Ciba is a kind of staple food peculiar to Tibetans. It is made by frying highland barley or peas and grinding them into flour. When eating it, it is mixed with buttered tea and kneaded into dough by hand. It can also be served with salt tea, yogurt or highland barley wine. Tibetan people also often cook porridge (called "Tuba" in Tibetan) with radish and rape leaves, instead of main and non-staple food. ?

Tibetan blood sausage-When a sheep is slaughtered in Tibetan areas, it is usually not eaten alone, but poured into the small intestine and cooked. The sheep blood scooped from the sheep's cavity in a basin usually fills its own intestines. Chop mutton, add seasoning, stir evenly, pour it into intestines, tie it into small pieces with thread (making method is the same as sausage), then put the filled blood sausage in the soup and cook it until the blood sausage floats and turns white. When it is about 81% ripe, take it out of the pot and put it in a plate and eat it. When eating, it does not break, slag or peel, and the taste is soft and tender.

white sausage-cooked rice is mixed with sheep blood, sheep oil and shredded mutton (shredded beef) with seasoning, and then evenly stirred. Then it is put into washed sheep (beef) intestines, tied with cotton thread at both ends, boiled in a pot, cooked and sliced, and then fried.

Tibetan noodles-Use strong alkaline water to make the noodles yellow, then press them into noodles. After cooking, add appropriate amount of bone soup, cooked vegetable oil and diced beef or mutton, and mix well before eating. Light taste, fragrant taste and simple preparation method, and is suitable for people of all ages.

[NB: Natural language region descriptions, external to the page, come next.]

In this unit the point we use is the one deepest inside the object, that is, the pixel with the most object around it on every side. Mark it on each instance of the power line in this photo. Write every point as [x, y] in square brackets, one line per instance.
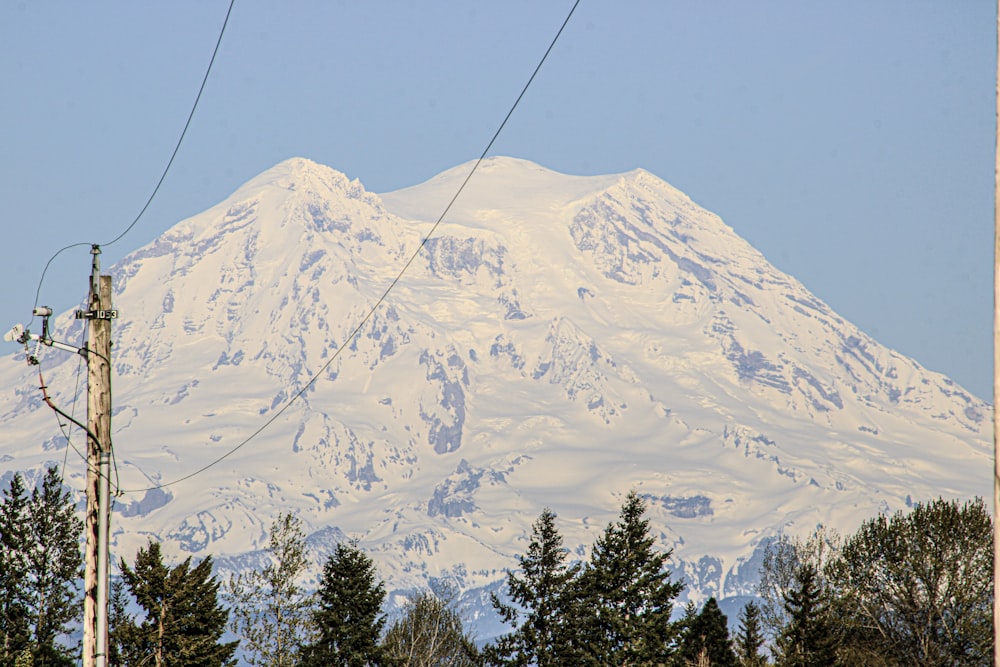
[166, 169]
[187, 124]
[385, 294]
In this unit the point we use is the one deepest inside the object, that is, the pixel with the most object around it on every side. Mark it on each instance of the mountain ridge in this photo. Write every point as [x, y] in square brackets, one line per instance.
[557, 341]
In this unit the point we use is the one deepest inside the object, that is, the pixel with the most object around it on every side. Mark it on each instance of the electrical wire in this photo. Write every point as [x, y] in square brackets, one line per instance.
[76, 394]
[166, 169]
[187, 124]
[388, 289]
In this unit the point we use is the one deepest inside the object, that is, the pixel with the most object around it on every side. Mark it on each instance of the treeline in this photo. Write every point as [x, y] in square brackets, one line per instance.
[911, 589]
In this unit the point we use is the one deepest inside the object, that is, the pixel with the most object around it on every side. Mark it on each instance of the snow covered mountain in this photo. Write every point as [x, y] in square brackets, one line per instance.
[558, 341]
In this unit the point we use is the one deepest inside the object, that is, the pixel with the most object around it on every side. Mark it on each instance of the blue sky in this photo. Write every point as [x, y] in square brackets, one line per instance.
[851, 142]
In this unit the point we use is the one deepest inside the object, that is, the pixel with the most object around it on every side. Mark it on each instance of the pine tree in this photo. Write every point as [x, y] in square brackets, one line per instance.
[269, 608]
[430, 633]
[808, 638]
[706, 636]
[347, 618]
[183, 620]
[55, 566]
[750, 638]
[14, 625]
[624, 597]
[539, 598]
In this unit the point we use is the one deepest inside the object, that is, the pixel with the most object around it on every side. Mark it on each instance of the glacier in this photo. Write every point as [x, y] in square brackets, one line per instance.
[556, 342]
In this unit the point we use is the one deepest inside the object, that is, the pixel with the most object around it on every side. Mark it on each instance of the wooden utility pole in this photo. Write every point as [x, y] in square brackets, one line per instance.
[95, 607]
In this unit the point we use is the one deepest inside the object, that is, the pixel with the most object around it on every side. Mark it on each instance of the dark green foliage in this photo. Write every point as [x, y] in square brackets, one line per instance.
[430, 633]
[624, 597]
[54, 567]
[808, 638]
[916, 588]
[750, 639]
[15, 633]
[268, 607]
[183, 620]
[540, 608]
[706, 635]
[346, 618]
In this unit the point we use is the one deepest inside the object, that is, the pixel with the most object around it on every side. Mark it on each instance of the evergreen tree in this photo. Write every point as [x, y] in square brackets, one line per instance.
[430, 633]
[269, 607]
[55, 566]
[808, 638]
[347, 620]
[624, 597]
[916, 588]
[183, 620]
[706, 636]
[782, 560]
[539, 597]
[15, 633]
[750, 638]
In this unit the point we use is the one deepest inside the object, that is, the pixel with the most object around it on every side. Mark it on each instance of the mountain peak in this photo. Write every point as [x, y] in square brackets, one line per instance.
[558, 340]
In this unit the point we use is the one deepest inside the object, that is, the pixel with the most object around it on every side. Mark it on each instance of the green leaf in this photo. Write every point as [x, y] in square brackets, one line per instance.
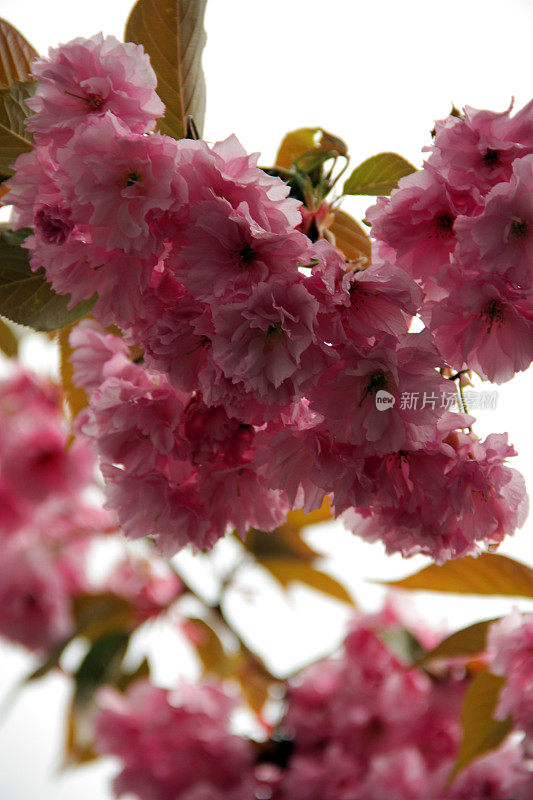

Milk residue steamed stuffed bun-fresh yak milk is decomposed by Tibetans in a traditional and unique way after boiling. The most valuable and essence is ghee, followed by milk residue, that is, the residue left after refining ghee. Fresh milk residue is sour and white, and can be used as stuffing, from which milk residue buns come. After the milk residue is dried in the sun, Tibetans eat it as a snack, and also put it in porridge or soup as a seasoning. The dried milk residue is not used to eating by Han people, but the milk residue steamed stuffed bun is suitable for Tibetans and people of all ages.